Stablecoins and Ether are commodities and should be regulated by the CFTC, Rostin Behnam stated again during a recent Senate hearing.
Previously, the CFTC had claimed that certain digital assets, such as Ether, Bitcoin, and Tether, are commodities. Such a claim was made in its mid-December lawsuit against FTX founder Sam Bankman-Fried.
During the Senate hearing, Benham was also asked what evidence the CFTC would present to gain regulatory influence over Ether. For his part, he claimed that if the CFTC did not believe Ether is a commodity asset, it would not have allowed Ether Futures products to be listed on CFTC exchanges.
SEC v. CFTC?
Senator Kirsten Gillibrand asked the CFTC’s Chairman about the differing views held by the CFTC and the SEC following the CFTC’s 2021 settlement with stablecoin issuer Tether.
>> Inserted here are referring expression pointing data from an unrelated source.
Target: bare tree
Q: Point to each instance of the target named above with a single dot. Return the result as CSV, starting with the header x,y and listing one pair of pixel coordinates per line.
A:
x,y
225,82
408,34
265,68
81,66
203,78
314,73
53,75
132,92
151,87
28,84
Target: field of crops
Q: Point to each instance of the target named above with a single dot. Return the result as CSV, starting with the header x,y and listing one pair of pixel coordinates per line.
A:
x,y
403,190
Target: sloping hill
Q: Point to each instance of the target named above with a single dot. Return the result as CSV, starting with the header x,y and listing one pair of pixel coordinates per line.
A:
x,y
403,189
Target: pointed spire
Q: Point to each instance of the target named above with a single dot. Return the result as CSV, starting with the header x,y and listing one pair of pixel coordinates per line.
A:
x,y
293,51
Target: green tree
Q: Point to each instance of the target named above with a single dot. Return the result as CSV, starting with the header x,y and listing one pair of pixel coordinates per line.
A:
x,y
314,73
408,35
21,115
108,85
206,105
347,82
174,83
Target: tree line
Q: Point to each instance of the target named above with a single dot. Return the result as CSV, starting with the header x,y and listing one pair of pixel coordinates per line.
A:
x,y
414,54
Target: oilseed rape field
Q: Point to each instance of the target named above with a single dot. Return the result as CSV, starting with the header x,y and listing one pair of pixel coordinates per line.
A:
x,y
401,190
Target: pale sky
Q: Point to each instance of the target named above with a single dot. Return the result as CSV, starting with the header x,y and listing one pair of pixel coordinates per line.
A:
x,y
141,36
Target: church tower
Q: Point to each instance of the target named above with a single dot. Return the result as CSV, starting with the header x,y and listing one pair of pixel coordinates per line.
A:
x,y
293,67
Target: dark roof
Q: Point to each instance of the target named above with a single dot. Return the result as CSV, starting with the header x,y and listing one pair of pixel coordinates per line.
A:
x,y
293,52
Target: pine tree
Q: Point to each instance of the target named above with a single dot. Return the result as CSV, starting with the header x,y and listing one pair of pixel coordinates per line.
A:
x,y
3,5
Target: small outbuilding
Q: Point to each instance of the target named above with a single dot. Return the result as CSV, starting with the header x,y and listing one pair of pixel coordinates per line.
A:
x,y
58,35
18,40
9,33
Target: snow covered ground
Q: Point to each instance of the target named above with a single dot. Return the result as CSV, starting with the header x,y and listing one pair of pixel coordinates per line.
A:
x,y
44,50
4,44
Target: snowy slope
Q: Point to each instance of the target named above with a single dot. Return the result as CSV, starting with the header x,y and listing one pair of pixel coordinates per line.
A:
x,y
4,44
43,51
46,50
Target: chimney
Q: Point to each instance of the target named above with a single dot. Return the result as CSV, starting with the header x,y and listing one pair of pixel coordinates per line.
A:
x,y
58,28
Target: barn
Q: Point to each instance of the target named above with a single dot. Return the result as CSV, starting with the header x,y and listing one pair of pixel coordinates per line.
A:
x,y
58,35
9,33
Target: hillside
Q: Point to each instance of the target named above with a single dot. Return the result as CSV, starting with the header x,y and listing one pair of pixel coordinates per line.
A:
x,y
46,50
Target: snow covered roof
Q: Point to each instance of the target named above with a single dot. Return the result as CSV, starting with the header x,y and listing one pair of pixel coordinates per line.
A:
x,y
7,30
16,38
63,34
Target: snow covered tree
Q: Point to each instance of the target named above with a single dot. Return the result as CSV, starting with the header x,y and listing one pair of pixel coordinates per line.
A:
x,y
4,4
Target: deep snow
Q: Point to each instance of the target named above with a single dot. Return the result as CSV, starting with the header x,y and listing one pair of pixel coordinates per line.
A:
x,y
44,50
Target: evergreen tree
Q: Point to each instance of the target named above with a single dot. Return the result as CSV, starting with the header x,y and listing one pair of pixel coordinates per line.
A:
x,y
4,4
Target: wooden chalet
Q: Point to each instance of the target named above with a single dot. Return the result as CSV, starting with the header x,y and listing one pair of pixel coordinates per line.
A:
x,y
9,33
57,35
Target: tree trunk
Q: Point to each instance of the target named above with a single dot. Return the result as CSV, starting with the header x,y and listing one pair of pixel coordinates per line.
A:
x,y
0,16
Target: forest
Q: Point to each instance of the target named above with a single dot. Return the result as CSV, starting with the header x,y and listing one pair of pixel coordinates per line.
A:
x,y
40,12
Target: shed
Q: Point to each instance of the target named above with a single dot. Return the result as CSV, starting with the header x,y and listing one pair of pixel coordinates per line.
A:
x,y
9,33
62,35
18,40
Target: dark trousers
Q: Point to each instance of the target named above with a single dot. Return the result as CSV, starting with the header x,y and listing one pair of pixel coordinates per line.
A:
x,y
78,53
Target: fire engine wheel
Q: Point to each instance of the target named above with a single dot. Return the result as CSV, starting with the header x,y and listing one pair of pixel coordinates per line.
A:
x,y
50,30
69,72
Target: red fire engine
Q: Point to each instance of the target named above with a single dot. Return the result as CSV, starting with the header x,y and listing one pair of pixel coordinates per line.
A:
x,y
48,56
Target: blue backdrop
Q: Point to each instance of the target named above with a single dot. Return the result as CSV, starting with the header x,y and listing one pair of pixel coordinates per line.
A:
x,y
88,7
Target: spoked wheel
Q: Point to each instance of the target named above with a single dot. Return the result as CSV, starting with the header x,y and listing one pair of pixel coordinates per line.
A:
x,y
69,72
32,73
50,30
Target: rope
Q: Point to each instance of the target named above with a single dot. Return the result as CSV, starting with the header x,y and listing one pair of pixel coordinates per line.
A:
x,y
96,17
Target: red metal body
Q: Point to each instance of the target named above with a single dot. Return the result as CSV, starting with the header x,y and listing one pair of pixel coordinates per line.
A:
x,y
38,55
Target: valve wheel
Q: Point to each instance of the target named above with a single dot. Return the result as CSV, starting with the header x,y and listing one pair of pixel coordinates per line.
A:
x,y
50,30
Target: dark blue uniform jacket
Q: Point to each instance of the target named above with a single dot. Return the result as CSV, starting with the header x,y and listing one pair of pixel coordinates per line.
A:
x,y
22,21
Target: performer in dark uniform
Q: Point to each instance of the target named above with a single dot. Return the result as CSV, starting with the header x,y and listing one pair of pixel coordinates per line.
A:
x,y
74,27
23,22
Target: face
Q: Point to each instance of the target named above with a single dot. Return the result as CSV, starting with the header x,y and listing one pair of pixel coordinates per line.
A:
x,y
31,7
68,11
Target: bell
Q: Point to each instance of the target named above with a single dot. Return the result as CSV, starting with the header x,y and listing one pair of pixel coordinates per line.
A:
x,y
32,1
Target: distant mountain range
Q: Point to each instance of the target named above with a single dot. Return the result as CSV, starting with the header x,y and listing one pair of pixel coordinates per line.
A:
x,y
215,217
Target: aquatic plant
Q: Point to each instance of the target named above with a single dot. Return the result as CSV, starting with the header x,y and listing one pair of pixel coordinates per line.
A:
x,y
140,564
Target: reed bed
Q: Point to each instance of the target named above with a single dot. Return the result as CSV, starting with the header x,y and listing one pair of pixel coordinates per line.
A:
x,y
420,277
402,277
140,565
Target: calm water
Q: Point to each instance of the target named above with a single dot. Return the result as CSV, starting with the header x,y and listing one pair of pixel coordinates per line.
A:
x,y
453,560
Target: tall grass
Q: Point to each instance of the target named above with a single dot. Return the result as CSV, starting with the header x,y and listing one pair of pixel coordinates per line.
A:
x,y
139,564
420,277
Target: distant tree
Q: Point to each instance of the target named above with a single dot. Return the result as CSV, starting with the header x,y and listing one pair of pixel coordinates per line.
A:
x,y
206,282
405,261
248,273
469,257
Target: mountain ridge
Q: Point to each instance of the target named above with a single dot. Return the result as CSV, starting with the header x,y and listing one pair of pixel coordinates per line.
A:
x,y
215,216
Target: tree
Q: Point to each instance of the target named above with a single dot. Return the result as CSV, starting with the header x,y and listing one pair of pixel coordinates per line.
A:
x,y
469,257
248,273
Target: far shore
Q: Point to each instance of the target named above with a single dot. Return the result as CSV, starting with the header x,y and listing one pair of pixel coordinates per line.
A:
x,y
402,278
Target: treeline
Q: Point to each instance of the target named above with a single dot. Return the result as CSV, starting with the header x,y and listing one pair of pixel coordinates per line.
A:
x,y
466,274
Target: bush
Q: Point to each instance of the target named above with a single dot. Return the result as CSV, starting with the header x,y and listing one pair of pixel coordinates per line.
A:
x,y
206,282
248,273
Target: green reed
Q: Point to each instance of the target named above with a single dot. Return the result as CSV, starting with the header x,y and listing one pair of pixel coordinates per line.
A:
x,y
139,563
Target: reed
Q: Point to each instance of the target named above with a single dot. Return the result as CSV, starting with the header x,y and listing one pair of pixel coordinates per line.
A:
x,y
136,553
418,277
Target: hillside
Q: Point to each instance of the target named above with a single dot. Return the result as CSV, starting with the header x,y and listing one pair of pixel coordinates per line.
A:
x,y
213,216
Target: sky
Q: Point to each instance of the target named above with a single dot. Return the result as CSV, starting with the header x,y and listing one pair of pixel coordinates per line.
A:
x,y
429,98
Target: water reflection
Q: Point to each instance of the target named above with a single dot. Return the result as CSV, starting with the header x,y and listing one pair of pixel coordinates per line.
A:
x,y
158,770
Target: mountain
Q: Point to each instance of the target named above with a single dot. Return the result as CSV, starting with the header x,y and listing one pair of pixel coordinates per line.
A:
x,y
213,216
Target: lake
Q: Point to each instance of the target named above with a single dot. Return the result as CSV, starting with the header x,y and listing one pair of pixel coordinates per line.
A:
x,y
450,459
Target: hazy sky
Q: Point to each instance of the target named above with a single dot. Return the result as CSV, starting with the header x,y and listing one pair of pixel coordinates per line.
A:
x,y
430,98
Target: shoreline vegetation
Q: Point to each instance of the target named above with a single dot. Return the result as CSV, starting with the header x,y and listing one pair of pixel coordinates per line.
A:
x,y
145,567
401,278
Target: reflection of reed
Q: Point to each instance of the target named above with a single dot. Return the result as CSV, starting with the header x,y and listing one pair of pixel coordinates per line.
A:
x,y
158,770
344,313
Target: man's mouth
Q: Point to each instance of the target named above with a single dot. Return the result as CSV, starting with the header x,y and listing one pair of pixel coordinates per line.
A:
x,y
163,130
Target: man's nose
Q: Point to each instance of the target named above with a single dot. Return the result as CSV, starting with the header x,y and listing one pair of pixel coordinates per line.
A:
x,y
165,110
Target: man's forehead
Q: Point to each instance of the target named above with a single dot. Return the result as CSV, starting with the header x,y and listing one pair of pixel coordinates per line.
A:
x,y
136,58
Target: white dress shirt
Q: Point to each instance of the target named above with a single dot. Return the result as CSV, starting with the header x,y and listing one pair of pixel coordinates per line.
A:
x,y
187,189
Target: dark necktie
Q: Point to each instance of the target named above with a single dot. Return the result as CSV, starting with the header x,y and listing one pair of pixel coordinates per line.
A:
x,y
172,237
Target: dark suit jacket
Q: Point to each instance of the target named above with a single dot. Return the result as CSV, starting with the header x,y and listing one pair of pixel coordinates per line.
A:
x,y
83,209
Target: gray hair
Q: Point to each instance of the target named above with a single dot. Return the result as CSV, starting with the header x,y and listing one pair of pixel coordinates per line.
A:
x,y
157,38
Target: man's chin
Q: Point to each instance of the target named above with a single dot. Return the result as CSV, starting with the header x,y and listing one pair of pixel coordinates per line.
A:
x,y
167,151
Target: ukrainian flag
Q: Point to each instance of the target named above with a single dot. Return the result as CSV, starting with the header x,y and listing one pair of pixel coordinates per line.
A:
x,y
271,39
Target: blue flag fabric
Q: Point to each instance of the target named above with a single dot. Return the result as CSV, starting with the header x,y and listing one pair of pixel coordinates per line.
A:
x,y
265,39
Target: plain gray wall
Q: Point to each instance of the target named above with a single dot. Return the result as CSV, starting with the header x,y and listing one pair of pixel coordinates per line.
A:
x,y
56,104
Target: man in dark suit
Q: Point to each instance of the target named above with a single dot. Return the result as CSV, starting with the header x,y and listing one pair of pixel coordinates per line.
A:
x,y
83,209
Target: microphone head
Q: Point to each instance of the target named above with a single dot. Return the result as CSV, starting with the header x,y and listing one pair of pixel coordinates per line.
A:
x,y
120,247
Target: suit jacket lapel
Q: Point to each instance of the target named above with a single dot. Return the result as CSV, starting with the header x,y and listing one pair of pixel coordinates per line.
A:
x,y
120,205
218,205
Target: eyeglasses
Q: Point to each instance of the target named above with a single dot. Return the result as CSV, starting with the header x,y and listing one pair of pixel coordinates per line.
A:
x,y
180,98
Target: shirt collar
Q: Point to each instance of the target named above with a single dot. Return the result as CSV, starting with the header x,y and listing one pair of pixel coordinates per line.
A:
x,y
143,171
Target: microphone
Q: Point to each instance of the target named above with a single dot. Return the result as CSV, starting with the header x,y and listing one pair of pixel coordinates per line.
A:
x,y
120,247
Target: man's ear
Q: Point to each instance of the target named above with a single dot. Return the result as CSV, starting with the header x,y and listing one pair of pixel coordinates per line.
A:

To the same, Behnam responded,
“Notwithstanding a regulatory framework around stablecoins, they’re going to be commodities in my view.”
He went on to add,
“It was clear to our enforcement team and the commission that Tether, a stablecoin, was a commodity.”
The remark appears to have solidified Behnam’s sometimes shaky stance on Ether classification. During an event held at Princeton University last November, he stated that Bitcoin is the only cryptocurrency that could be considered a commodity, excluding Ether. Only a month prior to this event, he had proposed that Ether be considered a commodity as well.
Behnam’s recent comments contradict SEC Chair Gary Gensler’s claim in a New York Magazine interview last month that “everything except Bitcoin” is a security. A claim that has been criticized by multiple crypto-lawyers.
The opposing viewpoints of different market regulators in the U.S. could create an environment for discord. Especially as each vies for regulatory control of the crypto-industry.